Reinterpretation of Scanning Tunneling Microscopy on an Adsorbed Magnetic Atom

TL;DR

This paper reinterprets STM observations of the Kondo effect on magnetic atoms, showing that asymmetric line shapes are due to resonant tunneling levels rather than traditional Kondo peaks, challenging previous explanations.

Contribution

It introduces a microscopic theory explaining STM line shapes via resonant tunneling levels, clarifying the role of Kondo coupling and challenging the Fano line shape interpretation.

Findings

Asymmetric line shapes are mainly governed by resonant tunneling levels.
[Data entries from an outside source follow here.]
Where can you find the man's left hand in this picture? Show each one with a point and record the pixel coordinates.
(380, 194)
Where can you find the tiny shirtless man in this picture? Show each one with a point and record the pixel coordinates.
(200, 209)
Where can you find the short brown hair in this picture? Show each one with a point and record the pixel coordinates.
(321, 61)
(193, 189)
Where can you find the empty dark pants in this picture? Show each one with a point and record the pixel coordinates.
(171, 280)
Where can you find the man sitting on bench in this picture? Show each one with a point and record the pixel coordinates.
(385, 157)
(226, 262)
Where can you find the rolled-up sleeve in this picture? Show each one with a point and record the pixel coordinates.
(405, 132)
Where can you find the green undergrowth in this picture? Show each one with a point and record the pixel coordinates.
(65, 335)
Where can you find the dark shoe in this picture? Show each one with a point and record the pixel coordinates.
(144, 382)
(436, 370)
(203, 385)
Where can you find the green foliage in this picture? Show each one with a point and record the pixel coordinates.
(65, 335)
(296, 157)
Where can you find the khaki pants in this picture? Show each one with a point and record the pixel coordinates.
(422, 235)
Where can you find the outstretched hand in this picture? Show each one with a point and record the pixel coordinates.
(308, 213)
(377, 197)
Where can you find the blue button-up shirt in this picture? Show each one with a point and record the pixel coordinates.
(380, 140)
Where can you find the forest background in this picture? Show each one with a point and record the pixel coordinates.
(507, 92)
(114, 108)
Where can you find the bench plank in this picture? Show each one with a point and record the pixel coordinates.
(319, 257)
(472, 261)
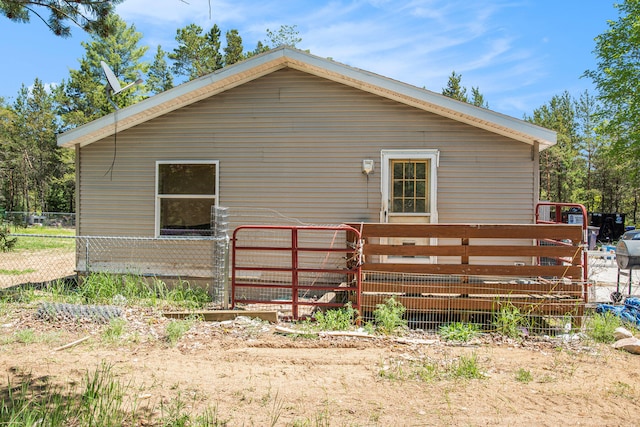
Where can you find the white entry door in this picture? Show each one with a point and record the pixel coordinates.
(409, 189)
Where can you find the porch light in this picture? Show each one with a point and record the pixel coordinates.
(367, 166)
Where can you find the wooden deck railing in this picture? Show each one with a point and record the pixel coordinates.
(474, 267)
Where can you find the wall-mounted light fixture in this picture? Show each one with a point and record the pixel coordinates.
(367, 166)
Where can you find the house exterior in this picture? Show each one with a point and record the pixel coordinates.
(310, 138)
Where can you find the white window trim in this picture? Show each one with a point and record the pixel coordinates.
(432, 155)
(184, 196)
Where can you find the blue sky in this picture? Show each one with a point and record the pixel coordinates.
(518, 52)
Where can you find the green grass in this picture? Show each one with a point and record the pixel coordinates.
(465, 367)
(600, 327)
(100, 399)
(16, 272)
(388, 317)
(523, 376)
(176, 329)
(58, 238)
(510, 321)
(105, 288)
(44, 231)
(340, 319)
(114, 330)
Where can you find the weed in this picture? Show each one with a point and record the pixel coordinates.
(601, 326)
(6, 243)
(509, 321)
(426, 370)
(114, 331)
(177, 328)
(107, 288)
(458, 331)
(523, 376)
(340, 319)
(388, 317)
(26, 336)
(467, 368)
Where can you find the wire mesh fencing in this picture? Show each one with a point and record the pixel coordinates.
(42, 259)
(294, 269)
(429, 301)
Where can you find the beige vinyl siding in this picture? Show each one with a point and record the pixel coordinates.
(294, 143)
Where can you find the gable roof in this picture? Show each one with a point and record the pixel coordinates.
(283, 57)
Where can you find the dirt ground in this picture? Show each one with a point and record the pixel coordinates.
(252, 375)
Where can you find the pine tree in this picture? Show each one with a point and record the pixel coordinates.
(91, 16)
(85, 91)
(159, 78)
(233, 51)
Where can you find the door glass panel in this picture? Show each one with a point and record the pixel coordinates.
(410, 186)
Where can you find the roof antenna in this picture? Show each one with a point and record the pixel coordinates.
(113, 85)
(114, 88)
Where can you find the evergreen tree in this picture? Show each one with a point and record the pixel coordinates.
(286, 35)
(32, 150)
(91, 16)
(159, 78)
(561, 165)
(85, 92)
(233, 51)
(617, 76)
(454, 88)
(196, 54)
(477, 98)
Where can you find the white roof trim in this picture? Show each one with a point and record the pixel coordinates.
(258, 66)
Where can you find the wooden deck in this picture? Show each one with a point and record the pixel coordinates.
(538, 268)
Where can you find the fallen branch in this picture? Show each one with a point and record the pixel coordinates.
(71, 344)
(354, 334)
(415, 341)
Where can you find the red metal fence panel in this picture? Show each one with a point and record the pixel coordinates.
(298, 269)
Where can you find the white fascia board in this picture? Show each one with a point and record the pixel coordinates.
(173, 99)
(268, 62)
(424, 99)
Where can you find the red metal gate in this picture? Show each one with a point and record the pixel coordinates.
(561, 215)
(301, 267)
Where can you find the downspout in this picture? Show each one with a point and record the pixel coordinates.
(535, 158)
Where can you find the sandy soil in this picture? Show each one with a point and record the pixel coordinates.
(254, 375)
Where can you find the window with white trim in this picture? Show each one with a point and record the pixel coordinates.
(185, 193)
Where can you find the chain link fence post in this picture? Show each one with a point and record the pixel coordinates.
(220, 227)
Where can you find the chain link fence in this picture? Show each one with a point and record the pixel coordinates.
(42, 219)
(200, 260)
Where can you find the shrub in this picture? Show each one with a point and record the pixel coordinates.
(340, 319)
(388, 317)
(458, 331)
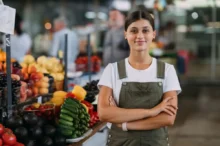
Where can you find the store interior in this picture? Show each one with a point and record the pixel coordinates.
(188, 37)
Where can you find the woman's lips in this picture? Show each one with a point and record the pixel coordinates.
(140, 42)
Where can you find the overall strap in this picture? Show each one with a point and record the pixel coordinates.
(160, 69)
(121, 69)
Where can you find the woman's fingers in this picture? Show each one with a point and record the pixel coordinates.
(171, 109)
(167, 99)
(168, 112)
(111, 101)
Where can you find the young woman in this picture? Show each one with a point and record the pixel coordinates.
(138, 95)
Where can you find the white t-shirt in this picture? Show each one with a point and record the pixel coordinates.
(111, 79)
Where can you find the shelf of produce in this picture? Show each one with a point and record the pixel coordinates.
(95, 130)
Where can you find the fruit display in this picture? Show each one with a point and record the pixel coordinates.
(16, 84)
(79, 92)
(46, 111)
(59, 115)
(82, 64)
(35, 131)
(74, 119)
(7, 137)
(45, 65)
Kondo peaks only appear with combined substrate and tip coupling.

Most asymmetric line shapes do not involve the Kondo effect.

Abstract

The observation of the Kondo effect in mesoscopic systems under bias$^{1,2}$ has opened a new chapter in the physics of the Kondo phenomenon. Various types of $dI/dV$, where $I$ and $V$ denote current and source-drain (s-d) bias, respectively, line shapes have been measured by scanning tunneling microscopy (STM)$^{1,3-11}$. However, explanation by single Fano line shape$^{1,12-16}$ is not relevant and even misleading. Here, we provide consistent explanations for various asymmetric and symmetric line shapes in terms of a microscopic theory that shows the creation of two resonant tunneling levels (RTLs) when bias is applied$^{17}$. One side Kondo coupling between adatom and substrate does not create Kondo peak that appears only when the system has an overall Kondo coupling including both substrate and tip. The structure of an asymmetric line shape is mostly governed by the RTL peaks. Therefore, Kondo effect is negligible in most asymmetric line shapes.